After several years of a mixture of relatively decent horror and run-of-the-mill Blumhouse-styled horror, the genre seems to be back on the offensive in 2024. Earlier this year, “Immaculate” set the stage with great acting, “The First Omen” followed it up with weird visuals and cinematography, and Abigail brought the blood and guts.
Now, “Stopmotion” has hobbled onto the scene like a deformed, bloodied, and covered-in-maggot version of “Wallace and Gromit,” bringing a nearly complete package for arthouse horror weirdos and fans.
As her mother, a stop-motion animator, slowly loses motor functions to arthritis, Ella Blake (Aisling Franciosi) aids her as an assistant, from configuring the dolls frame-by-frame to taking each shot.

Called the “hands” to her mother’s “brain,” Blake feels trapped from working on her animation and creativity. After her mother unexpectedly falls into a coma, Blake finally frees herself to pursue her stop-motion dreams.
Unfortunately, her lack of creativity compared to her mother and industry peers has caused her to crash into a creative block at terminal velocity. As her sanity erodes, Blake’s stop-motion creations begin to mould her sense of reality.
Sacrificing story for visuals

Directed by Robert Morgan, who has a history of directing horror live-action and stop-motion animation shorts, “Stopmotion” blends both mediums, with each progressively infesting the other as Blake’s sensibilities and mental state rot away.
Being an arthouse film, there is a great emphasis on the visual and aural experience.
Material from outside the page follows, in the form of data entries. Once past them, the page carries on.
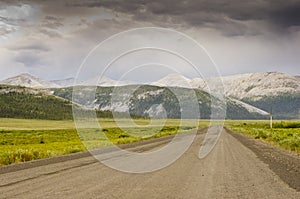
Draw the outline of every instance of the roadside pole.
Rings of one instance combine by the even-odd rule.
[[[273,113],[272,113],[273,111],[272,111],[272,107],[270,108],[270,129],[272,129],[273,128]]]

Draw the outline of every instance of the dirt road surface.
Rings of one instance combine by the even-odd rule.
[[[66,161],[60,158],[2,167],[0,198],[300,198],[297,175],[289,185],[289,180],[278,175],[289,168],[272,169],[259,151],[247,146],[251,142],[243,142],[227,130],[213,151],[200,160],[205,132],[198,132],[190,149],[175,163],[152,173],[119,172],[86,154],[66,156]],[[155,150],[167,139],[150,141],[144,149],[136,144],[130,150]],[[299,174],[299,158],[290,158],[294,161],[291,169]]]

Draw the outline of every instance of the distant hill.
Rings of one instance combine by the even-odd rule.
[[[92,111],[52,95],[48,89],[0,85],[0,118],[72,120],[72,108],[83,114]],[[98,117],[113,117],[108,110],[96,110],[96,114]],[[127,116],[123,113],[116,114],[118,117]]]
[[[45,90],[0,85],[0,117],[67,120],[72,103]]]
[[[272,108],[274,119],[300,119],[300,93],[265,96],[255,100],[245,98],[242,101],[263,110]]]
[[[27,73],[2,80],[0,81],[0,84],[11,85],[11,86],[24,86],[29,88],[58,87],[58,85],[56,85],[53,82],[34,77]]]
[[[58,79],[58,80],[44,80],[28,73],[23,73],[15,77],[10,77],[8,79],[0,81],[0,84],[11,85],[11,86],[23,86],[28,88],[64,88],[76,85],[85,86],[123,86],[130,85],[133,82],[129,81],[117,81],[110,79],[108,77],[94,77],[85,81],[75,81],[75,78]]]

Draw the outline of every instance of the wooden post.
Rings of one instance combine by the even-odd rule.
[[[273,113],[272,107],[270,108],[270,129],[273,128]]]

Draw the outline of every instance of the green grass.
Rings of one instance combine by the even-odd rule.
[[[226,121],[234,132],[246,134],[273,146],[300,153],[300,122],[275,121],[270,128],[269,121]]]
[[[101,128],[114,127],[131,127],[129,119],[119,119],[118,124],[111,118],[98,119]],[[134,119],[136,125],[148,126],[149,119]],[[165,126],[178,126],[180,119],[167,119]],[[209,125],[209,120],[182,120],[182,126],[193,126],[198,122],[199,127],[206,127]],[[152,122],[151,126],[161,126],[161,120],[157,119]],[[88,125],[88,124],[87,124]],[[92,125],[92,124],[91,124]],[[72,120],[33,120],[33,119],[14,119],[14,118],[0,118],[0,130],[54,130],[54,129],[75,129],[75,123]]]
[[[84,151],[76,130],[0,130],[0,165]]]
[[[0,118],[0,130],[50,130],[50,129],[74,129],[71,120],[33,120]]]
[[[163,127],[161,120],[128,119],[118,124],[113,119],[99,119],[100,129],[75,129],[73,121],[27,120],[0,118],[0,165],[49,158],[86,151],[112,144],[126,144],[159,138],[196,129],[195,120],[168,119]],[[198,123],[199,128],[209,121]],[[181,127],[179,127],[181,126]]]
[[[125,144],[189,132],[209,125],[209,120],[168,119],[150,123],[148,119],[99,119],[102,130],[75,129],[73,121],[27,120],[0,118],[0,165],[25,162],[70,154],[112,144]],[[132,124],[137,126],[132,126]],[[274,146],[300,153],[300,122],[275,121],[273,129],[268,121],[226,121],[225,125]],[[181,126],[179,128],[179,126]]]

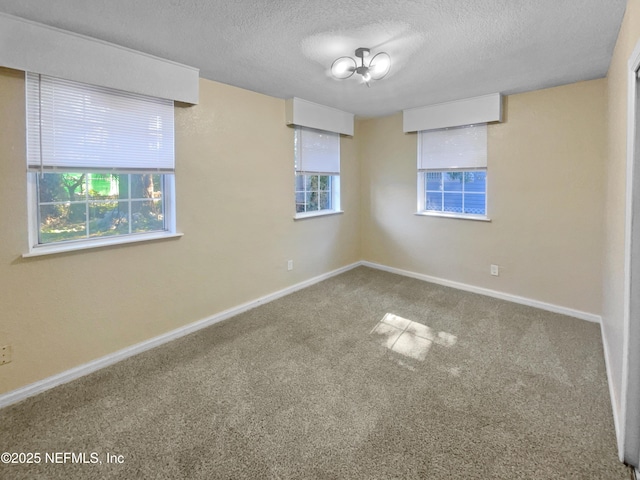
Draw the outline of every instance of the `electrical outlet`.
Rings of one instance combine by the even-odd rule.
[[[0,347],[0,365],[11,361],[11,345]]]
[[[491,265],[491,275],[496,277],[500,275],[500,267],[498,265]]]
[[[293,260],[287,262],[287,270],[293,270]]]

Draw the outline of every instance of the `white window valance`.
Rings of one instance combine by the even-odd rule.
[[[198,103],[199,70],[0,13],[0,65],[81,83]]]

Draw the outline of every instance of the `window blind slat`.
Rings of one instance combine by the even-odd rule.
[[[340,174],[340,134],[296,127],[296,171]]]
[[[418,168],[486,168],[487,125],[468,125],[420,132]]]
[[[27,162],[172,172],[173,101],[28,73]]]

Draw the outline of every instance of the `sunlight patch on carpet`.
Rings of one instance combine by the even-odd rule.
[[[373,330],[377,341],[389,350],[424,361],[431,345],[451,347],[458,340],[455,335],[447,332],[435,332],[421,323],[408,320],[393,313],[387,313]]]

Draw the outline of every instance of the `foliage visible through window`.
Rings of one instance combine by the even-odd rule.
[[[430,170],[422,175],[426,211],[486,215],[486,170]]]
[[[40,244],[166,229],[164,175],[35,175]]]
[[[296,174],[296,213],[332,210],[332,175]]]

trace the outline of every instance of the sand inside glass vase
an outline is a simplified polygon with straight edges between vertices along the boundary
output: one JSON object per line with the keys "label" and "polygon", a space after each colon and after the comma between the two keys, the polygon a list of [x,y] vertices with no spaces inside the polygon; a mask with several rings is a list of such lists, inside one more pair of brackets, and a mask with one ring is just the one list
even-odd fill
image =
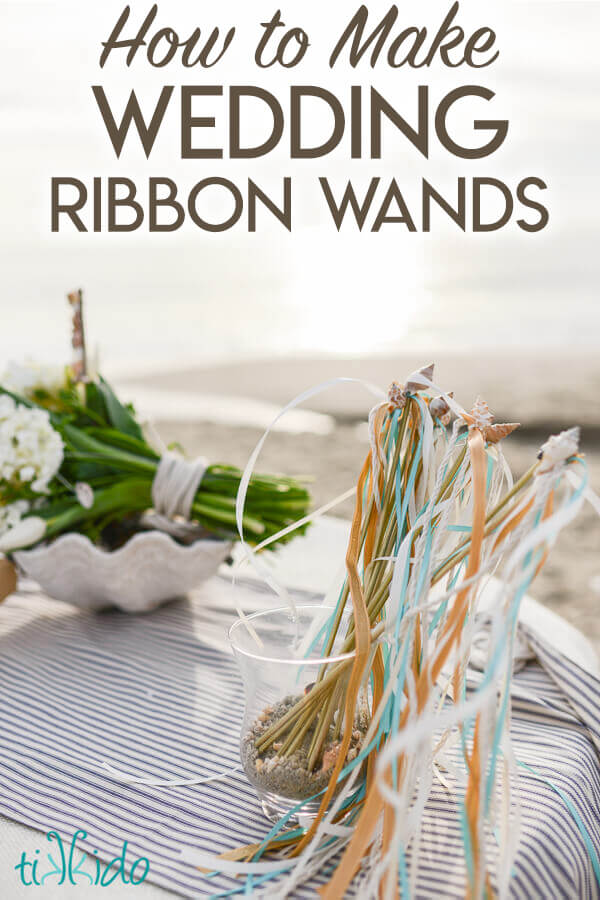
{"label": "sand inside glass vase", "polygon": [[[345,614],[339,637],[324,655],[334,615],[331,607],[299,606],[295,615],[286,607],[240,619],[230,630],[246,695],[242,765],[272,820],[292,809],[294,819],[317,812],[317,795],[327,787],[341,750],[343,688],[353,654],[340,652],[349,622]],[[332,695],[323,690],[323,680],[335,672],[341,675],[336,678],[337,700],[331,699],[332,715],[325,722],[323,712]],[[290,721],[301,702],[303,717]],[[368,725],[368,702],[361,696],[345,764],[356,760]]]}

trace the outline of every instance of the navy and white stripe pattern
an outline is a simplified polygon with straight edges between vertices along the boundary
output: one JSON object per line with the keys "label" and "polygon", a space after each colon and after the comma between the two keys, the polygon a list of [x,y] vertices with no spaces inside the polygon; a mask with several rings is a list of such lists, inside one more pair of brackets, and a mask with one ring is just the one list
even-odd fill
{"label": "navy and white stripe pattern", "polygon": [[[250,588],[236,593],[245,609],[272,601]],[[6,601],[0,812],[66,839],[83,828],[79,845],[101,858],[127,840],[132,858],[149,858],[148,879],[183,896],[239,888],[179,857],[265,834],[242,772],[160,789],[116,782],[100,768],[106,761],[141,777],[185,778],[238,765],[242,688],[224,641],[235,615],[220,579],[149,616],[85,614],[34,593]],[[598,852],[600,683],[528,637],[538,662],[515,676],[512,697],[521,823],[511,895],[600,897],[581,827]],[[417,895],[464,897],[457,805],[441,785],[423,824]],[[295,896],[314,896],[314,885]]]}

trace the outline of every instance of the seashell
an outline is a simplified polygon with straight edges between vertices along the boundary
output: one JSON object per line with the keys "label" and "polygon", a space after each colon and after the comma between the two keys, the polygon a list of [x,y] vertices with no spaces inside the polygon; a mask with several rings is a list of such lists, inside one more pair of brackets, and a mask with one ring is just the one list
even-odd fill
{"label": "seashell", "polygon": [[508,437],[513,431],[521,427],[520,422],[507,422],[504,425],[488,425],[483,430],[483,436],[488,444],[497,444],[502,438]]}
{"label": "seashell", "polygon": [[328,769],[331,769],[335,765],[335,761],[338,758],[338,754],[340,752],[339,744],[332,744],[325,753],[323,754],[323,763],[321,765],[321,771],[327,772]]}
{"label": "seashell", "polygon": [[161,531],[141,532],[107,551],[71,532],[13,557],[56,600],[88,610],[116,606],[138,613],[197,587],[216,574],[230,552],[227,541],[183,546]]}
{"label": "seashell", "polygon": [[409,375],[408,381],[404,385],[404,390],[409,394],[416,394],[417,391],[423,391],[429,387],[427,382],[422,381],[419,376],[423,375],[427,381],[433,381],[433,370],[435,368],[434,363],[430,363],[428,366],[423,366],[422,369],[419,369],[418,372],[413,372],[412,375]]}
{"label": "seashell", "polygon": [[552,434],[545,444],[542,444],[538,459],[541,464],[538,468],[538,474],[550,472],[555,466],[564,463],[571,456],[576,456],[579,452],[579,440],[581,437],[581,429],[579,427],[569,428],[567,431],[561,431],[560,434]]}
{"label": "seashell", "polygon": [[497,444],[502,438],[508,437],[517,428],[520,427],[519,422],[505,422],[494,425],[494,416],[489,406],[478,397],[471,410],[471,415],[467,418],[471,428],[478,428],[488,444]]}
{"label": "seashell", "polygon": [[397,381],[392,381],[388,390],[388,400],[390,401],[390,406],[394,409],[404,409],[406,405],[406,393],[401,384],[398,384]]}
{"label": "seashell", "polygon": [[490,408],[481,397],[478,397],[473,405],[473,409],[471,410],[471,415],[474,420],[474,425],[476,428],[479,428],[483,431],[485,428],[488,428],[492,422],[494,421],[494,417],[490,412]]}
{"label": "seashell", "polygon": [[[454,397],[454,393],[450,391],[448,396]],[[448,401],[444,397],[434,397],[429,404],[429,412],[434,419],[440,419],[442,422],[446,418],[449,420],[450,407],[448,406]],[[447,425],[448,422],[443,422],[443,424]]]}

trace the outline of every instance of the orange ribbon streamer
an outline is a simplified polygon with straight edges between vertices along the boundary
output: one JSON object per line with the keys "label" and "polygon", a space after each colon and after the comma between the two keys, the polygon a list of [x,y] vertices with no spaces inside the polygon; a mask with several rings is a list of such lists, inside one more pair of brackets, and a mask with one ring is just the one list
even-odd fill
{"label": "orange ribbon streamer", "polygon": [[[471,546],[469,551],[469,560],[467,570],[465,572],[465,581],[473,578],[479,570],[481,560],[481,549],[483,545],[484,529],[485,529],[485,512],[486,512],[486,496],[485,496],[485,479],[486,479],[486,456],[485,445],[481,432],[471,429],[469,434],[469,452],[471,456],[472,478],[473,478],[473,523],[471,528]],[[416,687],[417,694],[417,712],[421,713],[425,708],[431,686],[435,684],[451,650],[458,642],[464,619],[468,609],[468,598],[472,588],[463,588],[457,595],[456,602],[452,608],[448,619],[442,630],[439,640],[440,650],[433,653],[433,662],[423,667]],[[409,705],[404,708],[400,730],[406,725],[409,716]],[[402,764],[404,755],[399,759],[398,778],[402,777]],[[384,773],[387,776],[387,773]],[[478,793],[478,791],[477,791]],[[385,807],[384,799],[375,782],[365,798],[363,811],[356,824],[354,834],[346,847],[340,864],[331,879],[331,881],[320,889],[319,893],[324,900],[339,900],[347,891],[350,882],[354,878],[361,860],[372,840],[377,821]],[[473,801],[472,804],[473,806]],[[389,817],[389,813],[388,813]],[[389,818],[388,818],[389,821]],[[469,823],[471,828],[471,823]],[[388,826],[389,840],[389,826]],[[388,878],[397,878],[396,866],[392,864],[388,871]],[[397,887],[396,887],[397,890]]]}
{"label": "orange ribbon streamer", "polygon": [[352,519],[352,527],[350,529],[350,540],[348,542],[348,551],[346,554],[346,567],[348,569],[348,582],[350,584],[350,596],[352,598],[352,609],[354,613],[354,633],[355,633],[355,656],[352,663],[352,671],[350,680],[346,690],[346,698],[344,702],[344,734],[341,745],[331,773],[331,778],[327,785],[325,795],[321,800],[319,811],[312,822],[310,828],[298,843],[298,846],[291,854],[298,856],[308,843],[313,839],[315,832],[325,815],[327,807],[333,797],[337,786],[337,780],[346,761],[346,755],[352,740],[352,731],[354,729],[354,712],[356,709],[356,701],[360,690],[361,681],[365,668],[369,661],[371,650],[371,623],[369,614],[363,596],[360,575],[358,574],[358,559],[360,556],[360,531],[362,524],[362,494],[367,476],[371,470],[371,457],[368,456],[363,465],[358,484],[356,487],[356,506],[354,509],[354,517]]}

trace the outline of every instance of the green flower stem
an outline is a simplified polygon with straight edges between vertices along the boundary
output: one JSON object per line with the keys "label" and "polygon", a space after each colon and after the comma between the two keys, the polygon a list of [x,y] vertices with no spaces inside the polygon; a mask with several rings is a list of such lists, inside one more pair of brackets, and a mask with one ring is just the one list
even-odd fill
{"label": "green flower stem", "polygon": [[[86,520],[105,516],[118,510],[127,510],[132,513],[143,512],[151,503],[151,486],[148,481],[140,479],[120,481],[104,490],[96,491],[94,503],[90,509],[85,509],[79,503],[73,503],[64,512],[49,517],[45,539],[54,537],[63,531],[69,531],[74,525],[80,525]],[[41,512],[43,513],[43,510]],[[49,510],[49,512],[51,511]]]}
{"label": "green flower stem", "polygon": [[[71,426],[65,427],[66,435],[70,439],[72,446],[76,448],[72,451],[72,457],[74,459],[87,462],[98,462],[102,466],[134,474],[147,473],[154,478],[158,468],[157,461],[147,457],[137,456],[134,453],[119,449],[111,444],[105,444],[89,434],[80,431],[77,431],[75,434],[75,431],[76,430]],[[219,477],[221,479],[223,478],[222,475],[217,475],[217,478]],[[231,475],[229,475],[229,479],[232,480]],[[235,493],[237,494],[237,486],[239,483],[237,475],[233,480],[235,482]],[[272,485],[277,482],[274,479],[263,479],[263,485],[265,483],[269,483],[269,486],[272,487]],[[204,482],[196,495],[196,500],[192,504],[192,514],[201,520],[203,524],[214,525],[214,523],[217,523],[218,525],[228,525],[235,532],[237,527],[235,496],[223,497],[221,495],[210,493],[210,481],[206,485],[206,489],[203,488]],[[251,488],[257,490],[258,485],[252,485]],[[251,491],[249,491],[249,500],[251,499],[250,494]],[[151,505],[151,499],[148,503],[148,506],[149,505]],[[248,505],[250,505],[250,503]],[[292,517],[296,512],[305,510],[306,500],[304,500],[304,502],[302,500],[296,500],[294,502],[283,497],[276,497],[274,502],[270,503],[269,497],[266,497],[262,500],[260,505],[271,508],[271,511],[274,513],[289,513],[290,517]],[[271,521],[273,521],[274,533],[279,530],[280,526],[277,520]],[[267,530],[264,522],[250,514],[244,516],[243,527],[250,532],[253,537],[262,537]]]}
{"label": "green flower stem", "polygon": [[[225,525],[231,525],[232,528],[237,527],[235,511],[218,509],[214,506],[205,506],[202,503],[202,500],[194,501],[192,504],[192,514],[201,521],[211,520]],[[253,519],[251,516],[244,516],[242,519],[242,526],[244,529],[252,532],[256,537],[262,537],[266,531],[264,524],[258,519]]]}

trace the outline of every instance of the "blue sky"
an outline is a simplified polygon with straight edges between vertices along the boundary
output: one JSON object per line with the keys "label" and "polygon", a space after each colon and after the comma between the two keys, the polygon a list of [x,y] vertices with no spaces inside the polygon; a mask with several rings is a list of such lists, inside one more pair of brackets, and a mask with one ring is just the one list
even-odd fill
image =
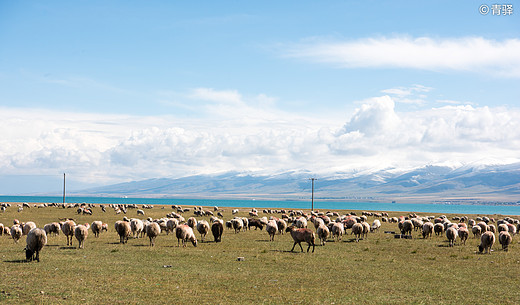
{"label": "blue sky", "polygon": [[518,162],[520,19],[482,4],[2,2],[0,178]]}

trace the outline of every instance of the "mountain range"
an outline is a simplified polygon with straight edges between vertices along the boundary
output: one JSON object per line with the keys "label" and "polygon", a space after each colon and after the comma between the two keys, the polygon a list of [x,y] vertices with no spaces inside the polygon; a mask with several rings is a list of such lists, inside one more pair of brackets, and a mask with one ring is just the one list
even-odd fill
{"label": "mountain range", "polygon": [[[76,195],[309,199],[313,177],[308,171],[276,175],[228,172],[182,178],[125,182],[74,192]],[[508,165],[424,166],[316,177],[317,199],[399,202],[509,202],[520,200],[520,163]],[[71,195],[74,195],[72,193]]]}

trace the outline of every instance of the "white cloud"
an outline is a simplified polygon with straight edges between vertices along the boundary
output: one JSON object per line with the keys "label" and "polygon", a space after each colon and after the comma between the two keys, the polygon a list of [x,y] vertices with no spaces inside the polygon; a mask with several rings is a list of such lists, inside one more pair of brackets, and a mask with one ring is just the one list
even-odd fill
{"label": "white cloud", "polygon": [[238,111],[210,119],[0,109],[0,174],[67,172],[110,183],[231,170],[319,174],[519,161],[515,108],[449,105],[399,112],[390,96],[382,96],[334,121],[262,108],[256,97],[224,93],[204,92],[221,101],[215,107],[227,106],[229,97]]}
{"label": "white cloud", "polygon": [[471,71],[520,77],[520,39],[483,37],[378,37],[352,41],[307,41],[285,55],[341,68],[408,68]]}

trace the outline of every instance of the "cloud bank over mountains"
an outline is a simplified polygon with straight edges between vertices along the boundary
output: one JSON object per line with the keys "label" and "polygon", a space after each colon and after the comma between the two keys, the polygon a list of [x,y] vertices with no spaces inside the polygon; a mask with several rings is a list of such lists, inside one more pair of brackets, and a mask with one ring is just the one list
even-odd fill
{"label": "cloud bank over mountains", "polygon": [[411,90],[360,101],[343,121],[288,113],[265,95],[211,88],[185,95],[203,114],[197,118],[3,108],[0,174],[67,172],[106,184],[228,171],[341,174],[520,161],[520,109],[452,103],[397,111]]}

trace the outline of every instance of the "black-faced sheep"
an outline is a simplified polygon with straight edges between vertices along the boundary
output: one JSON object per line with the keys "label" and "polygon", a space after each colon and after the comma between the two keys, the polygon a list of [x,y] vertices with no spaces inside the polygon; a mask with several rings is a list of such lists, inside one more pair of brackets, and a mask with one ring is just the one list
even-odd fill
{"label": "black-faced sheep", "polygon": [[334,238],[335,241],[340,241],[344,232],[343,224],[341,222],[333,223],[330,232],[332,234],[332,238]]}
{"label": "black-faced sheep", "polygon": [[125,244],[128,242],[128,237],[132,234],[130,223],[124,220],[118,220],[114,224],[114,229],[119,235],[119,243]]}
{"label": "black-faced sheep", "polygon": [[435,225],[433,225],[433,231],[435,232],[436,236],[442,235],[442,233],[444,232],[444,225],[442,225],[442,223],[436,223]]}
{"label": "black-faced sheep", "polygon": [[186,242],[189,240],[193,244],[193,246],[197,246],[197,238],[193,233],[193,229],[188,225],[179,225],[175,228],[175,235],[177,236],[177,247],[180,246],[180,241],[182,241],[182,246],[186,247]]}
{"label": "black-faced sheep", "polygon": [[150,246],[155,246],[155,239],[161,234],[161,227],[156,222],[151,222],[146,226],[146,236],[150,239]]}
{"label": "black-faced sheep", "polygon": [[473,236],[477,238],[482,233],[482,228],[480,226],[475,225],[471,228],[471,233],[473,233]]}
{"label": "black-faced sheep", "polygon": [[433,223],[425,222],[422,226],[422,236],[423,238],[432,237],[433,234]]}
{"label": "black-faced sheep", "polygon": [[15,243],[18,243],[20,238],[22,238],[23,231],[20,225],[13,225],[11,227],[11,237],[13,238]]}
{"label": "black-faced sheep", "polygon": [[209,232],[209,224],[205,220],[201,220],[197,223],[197,231],[200,233],[200,240],[201,242],[204,242],[204,237],[206,237],[206,234]]}
{"label": "black-faced sheep", "polygon": [[325,242],[327,241],[327,238],[329,237],[329,228],[327,226],[320,225],[318,227],[318,230],[316,231],[316,234],[318,235],[318,238],[321,241],[321,245],[324,246]]}
{"label": "black-faced sheep", "polygon": [[36,224],[34,222],[32,222],[32,221],[26,222],[22,229],[23,235],[29,234],[29,231],[31,231],[34,228],[36,228]]}
{"label": "black-faced sheep", "polygon": [[502,250],[507,251],[513,238],[508,231],[502,231],[498,234],[498,242],[502,245]]}
{"label": "black-faced sheep", "polygon": [[175,228],[179,225],[179,221],[175,218],[170,218],[166,222],[166,235],[170,234],[170,232],[173,232]]}
{"label": "black-faced sheep", "polygon": [[372,222],[372,226],[370,226],[370,232],[379,231],[379,228],[381,228],[381,222],[379,221],[379,219],[374,219],[374,222]]}
{"label": "black-faced sheep", "polygon": [[248,225],[249,225],[250,229],[251,229],[251,227],[255,227],[255,230],[256,229],[262,230],[264,228],[264,224],[261,223],[258,219],[254,219],[254,218],[248,219]]}
{"label": "black-faced sheep", "polygon": [[85,225],[76,226],[76,228],[74,228],[74,236],[78,240],[78,249],[85,248],[85,239],[87,239],[88,236],[88,227]]}
{"label": "black-faced sheep", "polygon": [[92,233],[94,234],[94,237],[99,237],[99,233],[101,233],[101,230],[103,229],[103,222],[100,220],[93,221],[90,225],[90,228],[92,230]]}
{"label": "black-faced sheep", "polygon": [[278,233],[283,235],[283,232],[285,232],[285,229],[287,229],[287,223],[283,219],[278,219],[276,221],[276,225],[278,226]]}
{"label": "black-faced sheep", "polygon": [[[159,224],[157,224],[157,225],[159,226]],[[143,221],[141,219],[132,218],[130,220],[130,229],[132,229],[132,237],[139,238],[139,235],[141,235],[141,233],[144,230]],[[160,226],[159,226],[159,229],[161,229]]]}
{"label": "black-faced sheep", "polygon": [[300,249],[302,250],[303,252],[303,248],[302,248],[302,241],[305,241],[309,246],[307,247],[307,252],[309,252],[309,249],[311,248],[312,246],[312,253],[314,253],[314,247],[315,247],[315,240],[316,240],[316,236],[314,234],[314,232],[312,232],[311,230],[309,229],[304,229],[304,228],[295,228],[293,226],[290,226],[288,227],[286,230],[286,232],[290,232],[291,233],[291,236],[294,240],[294,244],[293,244],[293,247],[291,249],[291,252],[294,251],[294,247],[296,247],[296,244],[300,245]]}
{"label": "black-faced sheep", "polygon": [[72,220],[67,220],[61,226],[61,231],[67,238],[67,246],[72,246],[72,237],[74,236],[74,228],[76,227],[76,223]]}
{"label": "black-faced sheep", "polygon": [[469,231],[468,231],[468,228],[466,227],[459,227],[459,230],[458,230],[458,235],[460,237],[460,242],[464,245],[466,245],[466,240],[468,239],[469,237]]}
{"label": "black-faced sheep", "polygon": [[457,239],[457,236],[458,236],[458,233],[457,233],[457,229],[455,229],[455,227],[449,227],[446,230],[446,237],[448,238],[450,247],[453,247],[455,245],[455,240]]}
{"label": "black-faced sheep", "polygon": [[188,226],[194,229],[197,226],[197,219],[195,217],[188,218]]}
{"label": "black-faced sheep", "polygon": [[403,234],[403,235],[412,235],[412,230],[413,230],[413,223],[412,223],[412,221],[411,220],[403,221],[401,234]]}
{"label": "black-faced sheep", "polygon": [[482,233],[480,236],[480,245],[478,246],[479,252],[482,253],[482,251],[485,251],[485,253],[491,253],[491,248],[494,243],[495,234],[493,234],[493,232],[486,231]]}
{"label": "black-faced sheep", "polygon": [[222,233],[224,232],[224,226],[222,225],[222,222],[215,221],[211,225],[211,234],[213,234],[213,239],[216,243],[222,241]]}
{"label": "black-faced sheep", "polygon": [[363,225],[359,222],[355,223],[352,226],[352,234],[356,237],[356,242],[359,242],[359,239],[363,235]]}
{"label": "black-faced sheep", "polygon": [[61,226],[58,222],[48,223],[43,226],[43,230],[45,231],[45,234],[47,234],[47,237],[49,237],[51,234],[56,236],[60,234]]}
{"label": "black-faced sheep", "polygon": [[34,228],[27,234],[27,246],[25,247],[25,259],[27,261],[40,261],[40,251],[47,244],[47,234],[40,228]]}
{"label": "black-faced sheep", "polygon": [[274,241],[274,235],[278,232],[278,225],[275,220],[269,220],[265,231],[269,234],[269,241]]}
{"label": "black-faced sheep", "polygon": [[242,230],[244,223],[242,222],[242,218],[233,218],[231,219],[231,225],[233,226],[235,233],[238,233]]}

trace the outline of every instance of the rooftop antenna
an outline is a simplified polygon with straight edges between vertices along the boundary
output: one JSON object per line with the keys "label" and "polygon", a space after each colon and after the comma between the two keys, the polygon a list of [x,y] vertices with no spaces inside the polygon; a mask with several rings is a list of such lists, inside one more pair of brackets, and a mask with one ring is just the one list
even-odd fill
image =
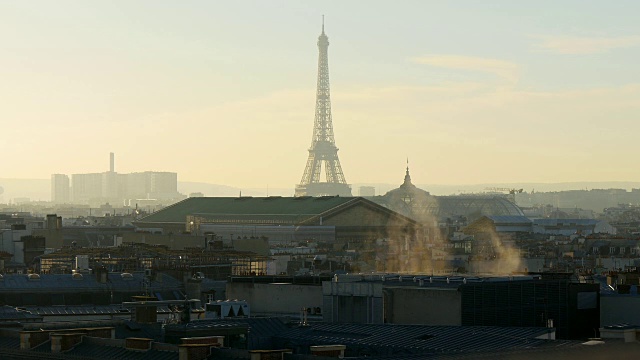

The focus remains largely on its shock value and the hallucinatory trip that it takes viewers on. On the other hand, barely held together by duct tape, “Stopmotion’s” narrative and ending are interpretive.

Franciosi does an excellent job of playing her character and demonstrating how the cracks gradually worsen, but there is no depth to Blake and nothing for the viewer to care about beyond her mental illness.
Though there is a sense of urgency that the film presents for Blake to complete her first stop-motion film, there is a lack of motivation behind the character in completing her goal.
Malice and vomit

The true selling point of “Stopmotion” is how it forgoes the loud jump scares and cheap thrills of mainstream horror and opts for surrealistic horror by making the viewer uncomfortable, squeamish, gag, and maybe even projectile vomit.
Scenes of caustic physical violence accompany grotesque aesthetics, pairing together like wine from a good year with a medium-rare steak. There is a scene where a character casually cuts open their thigh, digs around, and severs a tendon. The tendon is then used for something else.
Like her stop-motion dolls, Blake’s makeshift studio warps transform from professionally made figurines to aberrations made from slowly rotting meat. These collective sequences and scenes etch themselves into the viewer’s mind as any good arthouse horror film should do.
Divorced from its mainstream horror cousins and their pitfalls, “Stopmotion” does what the director sets out to do by being disgusting enough that a single viewing is more than enough to appreciate the film’s value in the horror genre.
“Stopmotion” is streaming on Shudder.